Mas se tudo fosse meramente formal não haveria disputa política, filosófica
e ideológica para a definição de tais procedimentos. A definição destas
normas, regimes, delimitam os espaços e os limites para ação dos diversos
atores que interagem no sistema internacional. E a análise das resoluções
de Viena mostra claramente que foram criados novos referenciais para a proteção
internacional dos direitos humanos, sob um prisma global.
Afirmações
desta ordem são encaradas como ingênuas e idealistas. E logicamente assim
seriam se tivessem como objetivo afirmar que estamos vivendo uma transição
no plano internacional para um novo sistema mais democrático, equitativo e
de plena garantia dos direitos humanos. Mas não é este o objetivo, pois se
tem claro que não há democracia nem gozo de todos os direitos humanos de
forma enfática em nenhum país. Evidentemente, não há, também, democracia
nas relações internacionais. Isto não impede, contudo, que estes dois
valores (a democracia e os direitos humanos) sejam cada vez mais universais,
constituindo-se enquanto elementos de referência para o aperfeiçoamento da
prática política, para a afirmação de valores democráticos e à crítica
aos modelos de exclusão atualmente hegemônicos
Democracia
e direitos humanos são idéias-força. Nem mesmo o mais autoritário dos
regimes consegue negar formalmente no plano interno e externo estes dois
valores. Concordamos com os argumentos de HeIler, que desmontam
categoricamente as críticas daqueles que procuram imputar à democracia e, em
última instância, aos direitos humanos, um caráter essencialmente
Ocidental. Sem negar que estes valores se forjaram no Ocidente, HelIer
demonstra como até hoje não se gestou em nenhuma cultura outro valor capaz
de negar e/ou superar a democracia. O centro de seu argumento é de que a
noção de Ocidente se formou a partir de combinação de três lógicas
sobrepostas: a democracia, o capitalismo e a sociedade industrial. E que
embora possam haver críticas profundas e consistentes aos valores do
capitalismo e da sociedade industrial, não existe em nenhuma outra cultura um
valor que possa se opor à democracia e, consequentemente, à idéia de
liberdade em seu sentido mais amplo 9’
E
significativo, portanto, o fato da Declaração de Viena ser o primeiro
documento das Nações Unidas que elege a democracia como forma de governo
mais adequada para a garantia dos direitos humanos e das liberdades
fundamentais:
“A
democracia, o desenvolvimento e o respeito pelos direitos humanos e
liberdades fundamentais são conceitos interdependentes que se reforçam
mutuamente. A democracia se baseia na vontade livremente expressa pelo povos
de determinar seus próprios sistemas políticos, econômicos, sociais e
culturais e em sua plena participação em todos os aspectos da sua vida.

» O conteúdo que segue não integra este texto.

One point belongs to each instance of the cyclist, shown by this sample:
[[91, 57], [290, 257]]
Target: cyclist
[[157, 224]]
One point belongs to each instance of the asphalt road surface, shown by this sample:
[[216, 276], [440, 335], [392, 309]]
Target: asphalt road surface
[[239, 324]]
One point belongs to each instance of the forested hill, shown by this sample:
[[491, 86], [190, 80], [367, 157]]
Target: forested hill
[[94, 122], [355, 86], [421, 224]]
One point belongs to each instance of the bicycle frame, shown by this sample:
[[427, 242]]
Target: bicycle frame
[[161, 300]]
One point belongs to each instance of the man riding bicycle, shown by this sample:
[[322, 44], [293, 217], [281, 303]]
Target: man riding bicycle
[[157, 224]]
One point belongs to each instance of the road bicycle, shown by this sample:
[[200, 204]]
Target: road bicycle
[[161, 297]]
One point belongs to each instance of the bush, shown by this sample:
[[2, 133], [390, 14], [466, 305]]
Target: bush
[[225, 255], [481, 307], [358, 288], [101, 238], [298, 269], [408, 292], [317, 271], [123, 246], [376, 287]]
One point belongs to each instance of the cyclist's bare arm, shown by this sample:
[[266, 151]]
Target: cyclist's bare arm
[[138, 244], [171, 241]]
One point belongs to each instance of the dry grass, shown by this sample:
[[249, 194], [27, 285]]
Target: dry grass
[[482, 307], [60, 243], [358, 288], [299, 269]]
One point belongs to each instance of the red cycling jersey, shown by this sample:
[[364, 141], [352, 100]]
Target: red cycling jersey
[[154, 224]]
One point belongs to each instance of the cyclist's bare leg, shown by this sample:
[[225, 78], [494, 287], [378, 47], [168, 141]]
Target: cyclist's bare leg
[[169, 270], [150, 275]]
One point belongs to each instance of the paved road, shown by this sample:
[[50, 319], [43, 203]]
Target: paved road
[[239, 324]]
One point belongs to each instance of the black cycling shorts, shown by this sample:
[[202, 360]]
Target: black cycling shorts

Nesse contexto, a promoção e proteção dos direitos humanos e liberdades
fundamentais, em níveis nacional e internacional, devem ser universais e
incondicionais. A comunidade internacional deve apoiar o fortalecimento e a
promoção da democracia e o desenvolvimento e o respeito aos direitos humanos
e liberdades fundamentais no mundo inteiro.”
Este
enunciado se completa com os parágrafos 66, 67 e 68 do Programa da Ação que
tratam da relação entre cooperação, desenvolvimento e fortalecimento dos
direitos humanos. São partes do texto onde se dá ênfase as medidas capazes
de estabelecer e fortalecer instituições de direitos humanos, favorecendo a
expansão de sociedades civis pluralistas. Sem dúvida, trata-se de um avanço
- mesmo que simbólico - para a afirmação dos direitos humanos,
principalmente, considerando-se a realidade política interna de grande parte
dos Estados presentes em Viena, que aceitaram esta formulação.
O
consenso de Viena foi construído a partir da superação de alguns impasses
significativos que surgiram no processo preparatório. O primeiro foi em relação
à reafirmação da universalidade dos direitos humanos, que vinha sendo
questionado, pela insistência de alguns países que sustentavam a falácia do
relativismo cultural. Estas pretensões foram sepultadas em Viena. O texto
aprovado foi fruto de um consenso que superou a oposição destes países que
insistiam na tese de que a Declaração Universal dos Direitos Humanos,
fonte originária dos demais instrumentos internacionais que adotam esta
formulação, não levara em consideração as particularidades religiosas,
culturais e históricas de países que surgiram com o processo de descolonização.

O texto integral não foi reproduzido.